Monday, October 21, 2013

Tuesday - Day 233 - Fear

I made the decision to fly to New York to help my sister take care of my mother.  

My mom is sick again and ended up in the hospital.  My heart hurts for what she is experiencing.  Her emotional pain and fear of  managing her physical ailments are a huge mental stress on her well being. 

My strength and will for her are useless.  Her journey is all her own and all I can do is be there to listen, support and love her.  I can pray and wish for her recovery, but in the end she is the one in control of her worries and fears, I can not magically take them away. 



Having minimal control over her peace of mind is difficult to experience.  I want my mother to be happy and to smile again.  I want her to look forward to a brighter future, not pulled into a desperate world of despair.  


Growing old is a guarantee, however some of us grow old faster and with more worries and fears while others embrace every last day with zest.  What sets the healthy old from the sick old apart?  What changes inside our minds transforming our physical state?   
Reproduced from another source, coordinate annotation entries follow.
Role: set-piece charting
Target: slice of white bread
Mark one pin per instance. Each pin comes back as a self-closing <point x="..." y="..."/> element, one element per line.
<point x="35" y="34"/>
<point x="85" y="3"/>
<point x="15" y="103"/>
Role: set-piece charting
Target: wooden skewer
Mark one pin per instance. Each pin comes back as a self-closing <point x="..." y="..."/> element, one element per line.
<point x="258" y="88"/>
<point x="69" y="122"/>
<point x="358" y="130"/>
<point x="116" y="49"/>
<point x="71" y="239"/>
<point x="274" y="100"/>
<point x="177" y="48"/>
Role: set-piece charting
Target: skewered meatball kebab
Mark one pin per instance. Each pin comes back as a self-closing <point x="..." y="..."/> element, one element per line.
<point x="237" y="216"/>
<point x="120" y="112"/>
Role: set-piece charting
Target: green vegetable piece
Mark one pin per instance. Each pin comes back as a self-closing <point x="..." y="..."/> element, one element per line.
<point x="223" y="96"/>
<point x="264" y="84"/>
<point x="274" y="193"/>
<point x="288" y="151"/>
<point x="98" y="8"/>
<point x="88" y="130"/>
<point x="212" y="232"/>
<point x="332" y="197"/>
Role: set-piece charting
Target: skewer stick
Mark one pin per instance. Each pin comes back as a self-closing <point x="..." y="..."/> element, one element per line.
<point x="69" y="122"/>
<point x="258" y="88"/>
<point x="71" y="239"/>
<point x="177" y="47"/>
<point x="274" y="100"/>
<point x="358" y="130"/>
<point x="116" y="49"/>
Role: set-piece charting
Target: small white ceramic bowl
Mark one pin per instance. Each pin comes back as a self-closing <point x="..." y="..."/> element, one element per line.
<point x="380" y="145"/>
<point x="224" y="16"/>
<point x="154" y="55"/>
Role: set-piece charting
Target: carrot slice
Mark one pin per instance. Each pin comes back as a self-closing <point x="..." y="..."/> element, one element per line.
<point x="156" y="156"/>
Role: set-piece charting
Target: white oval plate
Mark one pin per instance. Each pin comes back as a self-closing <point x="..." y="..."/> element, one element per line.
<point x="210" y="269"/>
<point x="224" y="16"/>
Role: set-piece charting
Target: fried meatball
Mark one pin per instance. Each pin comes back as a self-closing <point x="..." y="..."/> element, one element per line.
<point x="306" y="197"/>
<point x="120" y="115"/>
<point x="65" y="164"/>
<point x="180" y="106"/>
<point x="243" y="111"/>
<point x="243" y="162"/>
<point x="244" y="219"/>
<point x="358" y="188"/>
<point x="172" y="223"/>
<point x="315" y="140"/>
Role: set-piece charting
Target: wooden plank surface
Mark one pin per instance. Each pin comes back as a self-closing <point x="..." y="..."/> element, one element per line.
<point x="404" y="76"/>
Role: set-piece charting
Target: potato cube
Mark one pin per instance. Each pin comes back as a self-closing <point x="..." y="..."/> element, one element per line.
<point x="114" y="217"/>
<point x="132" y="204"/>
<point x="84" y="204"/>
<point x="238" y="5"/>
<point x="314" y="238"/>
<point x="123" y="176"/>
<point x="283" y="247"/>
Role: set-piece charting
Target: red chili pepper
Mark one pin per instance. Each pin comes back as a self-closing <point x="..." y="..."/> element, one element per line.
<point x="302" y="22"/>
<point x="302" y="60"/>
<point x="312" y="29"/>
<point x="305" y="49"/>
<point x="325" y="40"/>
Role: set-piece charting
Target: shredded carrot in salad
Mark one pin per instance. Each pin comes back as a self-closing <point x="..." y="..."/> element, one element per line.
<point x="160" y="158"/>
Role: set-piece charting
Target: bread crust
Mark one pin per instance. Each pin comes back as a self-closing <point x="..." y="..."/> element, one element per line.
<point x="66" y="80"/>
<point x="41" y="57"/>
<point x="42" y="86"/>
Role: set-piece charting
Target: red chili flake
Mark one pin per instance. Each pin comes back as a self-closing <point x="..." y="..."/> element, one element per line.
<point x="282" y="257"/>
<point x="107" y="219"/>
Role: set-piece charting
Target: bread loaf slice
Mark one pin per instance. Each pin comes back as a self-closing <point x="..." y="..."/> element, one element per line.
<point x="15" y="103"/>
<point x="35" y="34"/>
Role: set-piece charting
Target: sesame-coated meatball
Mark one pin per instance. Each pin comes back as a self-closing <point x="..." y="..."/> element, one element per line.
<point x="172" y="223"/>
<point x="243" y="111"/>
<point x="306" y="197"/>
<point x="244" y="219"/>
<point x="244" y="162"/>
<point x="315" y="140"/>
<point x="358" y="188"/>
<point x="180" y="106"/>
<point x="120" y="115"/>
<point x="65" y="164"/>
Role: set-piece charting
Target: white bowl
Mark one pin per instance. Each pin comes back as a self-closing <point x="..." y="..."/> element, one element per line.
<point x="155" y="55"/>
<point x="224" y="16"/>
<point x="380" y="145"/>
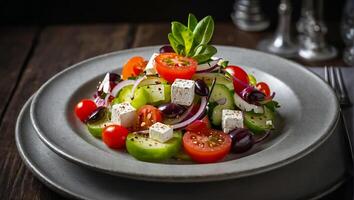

Life is a dynamic mesh of joy and fear.  Fear will overtake our minds, crippling our abilities to love, live and learn.  Fear will sneak up on us and present itself in many forms, it will come through our family and friends, authority figures and current events.  Fear has no boundaries or limitations.  

Identifying fear, and not allowing it to enter our space, is the only way to prevent it from captivating our minds.  Once inside our joyous spirit, fear is like a disease, infecting our happy life.  Fear will find us and slowly kill our spirit, the symptoms are depression, loneliness, sadness and feelings of not being loved.  




My mother has fear, how do I take it away?